7. Affordability Doesn’t Create Category Leadership
No major cleantech leader became dominant by being the cheapest — not Tesla, not Ørsted, not NextEra, not Sunrun, not First Solar.
Leaders win by:
• being clearer
• being more reliable
• delivering superior outcomes
• offering unique integration or expertise
• creating a stronger customer experience
• proving traction through results
As the International Renewable Energy Agency (IRENA)
notes in its 2023 market analysis, category leaders in energy transition sectors succeed by demonstrating long-term value, durability, and scalability — not affordability ().

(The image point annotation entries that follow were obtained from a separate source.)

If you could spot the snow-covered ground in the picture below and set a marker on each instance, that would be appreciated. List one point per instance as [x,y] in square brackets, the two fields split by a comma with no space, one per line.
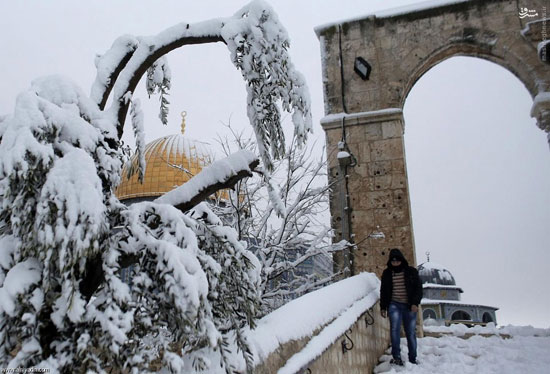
[527,351]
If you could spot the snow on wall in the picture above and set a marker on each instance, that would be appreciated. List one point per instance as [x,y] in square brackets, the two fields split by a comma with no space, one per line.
[342,303]
[393,12]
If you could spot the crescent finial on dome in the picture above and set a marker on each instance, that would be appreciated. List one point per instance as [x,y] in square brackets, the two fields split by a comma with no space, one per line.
[183,115]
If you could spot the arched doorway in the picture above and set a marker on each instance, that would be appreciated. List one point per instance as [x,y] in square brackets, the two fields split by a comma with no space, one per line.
[428,313]
[487,317]
[478,180]
[367,113]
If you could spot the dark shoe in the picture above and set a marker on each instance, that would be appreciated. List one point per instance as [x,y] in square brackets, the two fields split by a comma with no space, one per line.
[396,361]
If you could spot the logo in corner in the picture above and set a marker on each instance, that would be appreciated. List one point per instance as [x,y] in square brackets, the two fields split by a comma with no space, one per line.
[530,13]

Price follows brand strength.
Brand strength does not follow price.
8. The Real Question Every Founder Must Answer
Instead of asking: “How do we make our product more affordable?”
Ask: “What makes our brand irreplaceable?”
Because irreplaceable brands:
• command higher margins
• retain customers longer
• attract better partners
• close deals faster
• build trust easier
• require less aggressive selling
• scale without racing to the bottom
Affordability is the story companies tell when they haven’t figured out their real story yet.
The moment you articulate a value proposition based on outcomes — not discounts — your entire market perception shifts.
Final Thoughts
Affordability isn’t a value proposition.
It’s a warning sign: a signal that a company hasn’t yet clarified why it matters.
Buyers don’t want the cheapest option. They want the option they can defend to their board, their regulator, their investors, and their operators.
The strongest brands don’t win by being affordable.
They win by being worth it.
If your messaging right now leans on price, it’s time to rewrite it.
Your margins — and your market position — depend on it.